Il tratto è molto calcato, spesso nervoso, a sottolineare la tensione, l’irrequietezza, la carica violenta che freme nei personaggi agonizzanti dal surplus energetico e che irrompe furiosamente tutto d’un tratto.
Questo stile inoltre riesce a rendere molto bene la dicotomia che caratterizza tutta l’opera, quella diade eroe-malvagio, bene-male che deriva dall'avere a disposizione un potere smisurato il cui unico limite è la volontà stessa che lo guida e che può condurre alla totale perdizione se si viene sottomessi dall'ebbrezza obnubilante che il potere esercita oppure alla salvezza se si riesce a dominarlo completamente.

L’opera è quindi molto apprezzabile, non scontenta i puristi né si prefigge di soppiantare l’originale ma si limita a proporre una versione più moderna e attualizzata di una famosa storia di fantascienza.

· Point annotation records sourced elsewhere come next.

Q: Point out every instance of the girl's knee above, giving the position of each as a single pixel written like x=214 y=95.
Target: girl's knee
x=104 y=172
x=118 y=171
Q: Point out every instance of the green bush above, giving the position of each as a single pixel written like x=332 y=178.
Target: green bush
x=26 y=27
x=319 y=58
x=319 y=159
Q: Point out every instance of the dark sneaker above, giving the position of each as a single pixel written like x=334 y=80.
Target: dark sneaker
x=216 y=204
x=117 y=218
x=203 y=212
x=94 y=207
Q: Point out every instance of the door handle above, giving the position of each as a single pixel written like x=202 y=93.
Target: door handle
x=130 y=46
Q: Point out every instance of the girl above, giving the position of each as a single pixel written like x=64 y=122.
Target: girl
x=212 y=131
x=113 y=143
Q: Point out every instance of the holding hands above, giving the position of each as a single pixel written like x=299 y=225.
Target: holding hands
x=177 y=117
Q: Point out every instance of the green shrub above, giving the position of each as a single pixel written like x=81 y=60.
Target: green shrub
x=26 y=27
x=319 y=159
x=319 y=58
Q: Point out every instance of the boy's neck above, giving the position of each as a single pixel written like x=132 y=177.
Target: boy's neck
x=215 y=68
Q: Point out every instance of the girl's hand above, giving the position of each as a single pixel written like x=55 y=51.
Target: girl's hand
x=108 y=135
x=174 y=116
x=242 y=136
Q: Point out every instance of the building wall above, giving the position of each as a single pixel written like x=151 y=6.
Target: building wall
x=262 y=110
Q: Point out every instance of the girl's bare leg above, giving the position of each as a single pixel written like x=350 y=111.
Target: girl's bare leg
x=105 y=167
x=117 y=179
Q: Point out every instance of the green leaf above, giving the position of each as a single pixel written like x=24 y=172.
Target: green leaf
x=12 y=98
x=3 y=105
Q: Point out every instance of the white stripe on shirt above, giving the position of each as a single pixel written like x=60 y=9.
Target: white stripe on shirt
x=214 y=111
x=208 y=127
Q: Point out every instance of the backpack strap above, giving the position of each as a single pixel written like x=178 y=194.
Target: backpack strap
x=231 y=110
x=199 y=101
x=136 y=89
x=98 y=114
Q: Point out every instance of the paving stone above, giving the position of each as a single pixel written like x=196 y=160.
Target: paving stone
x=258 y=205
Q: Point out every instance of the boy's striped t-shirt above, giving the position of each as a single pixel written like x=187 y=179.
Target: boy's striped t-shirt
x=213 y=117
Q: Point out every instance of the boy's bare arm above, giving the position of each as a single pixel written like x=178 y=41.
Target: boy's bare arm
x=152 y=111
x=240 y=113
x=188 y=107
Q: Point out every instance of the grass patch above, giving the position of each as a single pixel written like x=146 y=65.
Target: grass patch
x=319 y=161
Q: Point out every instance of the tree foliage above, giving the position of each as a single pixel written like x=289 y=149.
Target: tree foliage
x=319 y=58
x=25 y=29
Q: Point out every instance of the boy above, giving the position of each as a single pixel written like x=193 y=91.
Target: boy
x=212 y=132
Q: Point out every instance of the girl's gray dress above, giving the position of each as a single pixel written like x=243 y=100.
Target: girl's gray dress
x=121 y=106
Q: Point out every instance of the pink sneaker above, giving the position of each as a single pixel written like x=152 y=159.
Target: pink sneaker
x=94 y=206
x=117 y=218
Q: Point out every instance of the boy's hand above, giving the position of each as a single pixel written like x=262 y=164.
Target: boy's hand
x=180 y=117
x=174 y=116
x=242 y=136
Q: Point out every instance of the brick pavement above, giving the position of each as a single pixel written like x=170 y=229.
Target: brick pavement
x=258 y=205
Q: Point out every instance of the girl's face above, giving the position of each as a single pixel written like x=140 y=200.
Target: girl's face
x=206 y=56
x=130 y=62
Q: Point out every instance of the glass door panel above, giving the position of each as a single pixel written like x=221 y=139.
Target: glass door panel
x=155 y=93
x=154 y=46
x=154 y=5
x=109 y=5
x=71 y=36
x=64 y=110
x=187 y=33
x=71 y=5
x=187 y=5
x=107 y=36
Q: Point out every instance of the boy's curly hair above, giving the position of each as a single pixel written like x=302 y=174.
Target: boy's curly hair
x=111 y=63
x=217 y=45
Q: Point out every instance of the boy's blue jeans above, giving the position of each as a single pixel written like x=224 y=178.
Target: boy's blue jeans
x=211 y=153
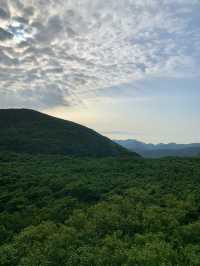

È un manga piuttosto adulto e violento e più improntato all'action, ma sempre con una componente di humour e gag a sdrammatizzare; ma forse proprio per questo può risultare più fruibile alle nuove generazioni a cui è diretto, permettendo infine di riportare sotto i riflettori una pietra miliare, sebbene non nella sua iniziale versione, ma lasciando così al lettore la possibilità di andare eventualmente ad ampliare le sue conoscenze in materia recuperando l’originale. Inoltre il prezzo promozionale a 1€ lo rende ancora più appetibile.